|
Mnesia currently notifies the user if it detects a partitioned
network, but the options for resolving the situation are limited.
In practice, the only safe options are:
- set master_nodes and restart one of the affected 'islands'
- restart the entire system from backup
This patch introduces a way to resolve the situation without
restarting any nodes. The key to doing this safely is to
lock affected tables and run the merge function inside the same
transaction that merges the schema.
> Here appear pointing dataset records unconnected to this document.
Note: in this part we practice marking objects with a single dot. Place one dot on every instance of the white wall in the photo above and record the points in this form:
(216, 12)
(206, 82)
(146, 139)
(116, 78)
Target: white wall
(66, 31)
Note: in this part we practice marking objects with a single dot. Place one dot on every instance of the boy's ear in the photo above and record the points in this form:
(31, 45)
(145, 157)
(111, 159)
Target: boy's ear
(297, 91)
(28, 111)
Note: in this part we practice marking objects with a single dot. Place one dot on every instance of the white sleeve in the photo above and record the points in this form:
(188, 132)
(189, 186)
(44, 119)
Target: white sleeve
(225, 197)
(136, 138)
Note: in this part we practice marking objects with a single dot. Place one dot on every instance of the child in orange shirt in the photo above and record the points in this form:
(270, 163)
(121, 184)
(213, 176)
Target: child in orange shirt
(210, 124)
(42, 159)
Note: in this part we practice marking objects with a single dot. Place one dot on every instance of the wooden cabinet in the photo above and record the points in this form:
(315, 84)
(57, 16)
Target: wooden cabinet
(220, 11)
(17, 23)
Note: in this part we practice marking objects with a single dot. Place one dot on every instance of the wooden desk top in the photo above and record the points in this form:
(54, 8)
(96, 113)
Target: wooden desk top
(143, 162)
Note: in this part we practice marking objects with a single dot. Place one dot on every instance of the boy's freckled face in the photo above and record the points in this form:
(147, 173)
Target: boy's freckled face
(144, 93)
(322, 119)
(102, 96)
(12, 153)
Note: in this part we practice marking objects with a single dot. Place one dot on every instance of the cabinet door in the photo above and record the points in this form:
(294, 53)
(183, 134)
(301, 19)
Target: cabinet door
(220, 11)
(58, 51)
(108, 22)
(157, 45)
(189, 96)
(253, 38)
Otherwise, one transaction
will merge the schema, after which writes to the database will
be replicated across the (potentially) inconsistent copies;
the transaction triggered by the asynchronous inconsistency event
will have to race to be the first to access the tables.
The normal call to merge the schema is done from mnesia_controller.
Previously, this was mnesia_schema:merge_schema().
The new function is merge_schema(UserFun), with the
following behaviour:
merge_schema(UserFun) ->
schema_transaction(
fun() ->
UserFun(fun(Arg) -> do_merge_schema(Arg) end)
end).
Where do_merge_schema(LockTabs) will execute the schema merge
as before, but also lock all tables in the list LockTabs which
have copies on the affected nodes (that is, everywhere the schema
table is locked).
The effect of this is to allow a wrapper function that calls the
merge and, if successful, continues to resolve the inconsistency
on the tables, knowing that they have now been locked on all
affected nodes.
The function that is actually called by the deconflict function
is mnesia_controller:connect_nodes(Nodes, UserFun), as in:
Tables = tables_to_deconflict(Node),
mnesia_controller:connect_nodes(
[Node], fun(MergeF) ->
case MergeF(Tables) of
{merged,_,_} ->
deconflict(Tables, Node);
Other ->
Other
end).
In the case where the merge fails, it is probably wise to
restart from a backup...
I have not run the mnesia test suite, as it is not available.
I have not updated documentation, as these functions are not
documented in the first place.
|